However, he could not say no to The Tape. The Tape was fantastic. I bought it when I bought my wedding shoes (ivory), and played it all the time, particularly in the car. The Tape consisted of a man with a nasal voice introducing 40, 20-second bursts of hymns, marches, incidental music and anything else you might like to consider for The Day. Sheep May Safely Graze, Jerusalem, Ye Holy Angels Bright, Dear Lord and Father Of Mankind: it had the lot. "Category E. The Entrance of the Bride," The Tape would portentously announce, and I would grab the steering wheel and go into ecstasy. I left Sheryl Crowe and Mary Chapin Carpenter and Madonna in a sad, unpatronised heap, and simply listened to The Tape, and cried. All the time. I even moved out of my ironic Abba mode. Sod grooviness. I was going to be a bride, and I was in ivory netting-lined heaven.

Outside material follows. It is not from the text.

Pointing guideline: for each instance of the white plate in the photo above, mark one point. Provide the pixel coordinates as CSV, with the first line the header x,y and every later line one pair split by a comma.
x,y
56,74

Indeed, for a long time after the moment I did eventually walk up the aisle (to one of The Tape's selected tunes, Handel's The Arrival of the Queen of Sheba, in case you're interested), I continued to play The Tape, and cry. For it's a difficult thing to shake off, this wedding madness, particularly now summer's back. Even though I'm back wearing clothes from Jigsaw and Miss Selfridge and reading unmarital literature, it sneaks up on me.

I will still take a quick look at those smiling women in Brides who are wearing ghastly white concoctions in silk dupion which are completely unrelated to concepts of modern fashion. And I do not sneer. I love them. For once a bride, you see, always a bride.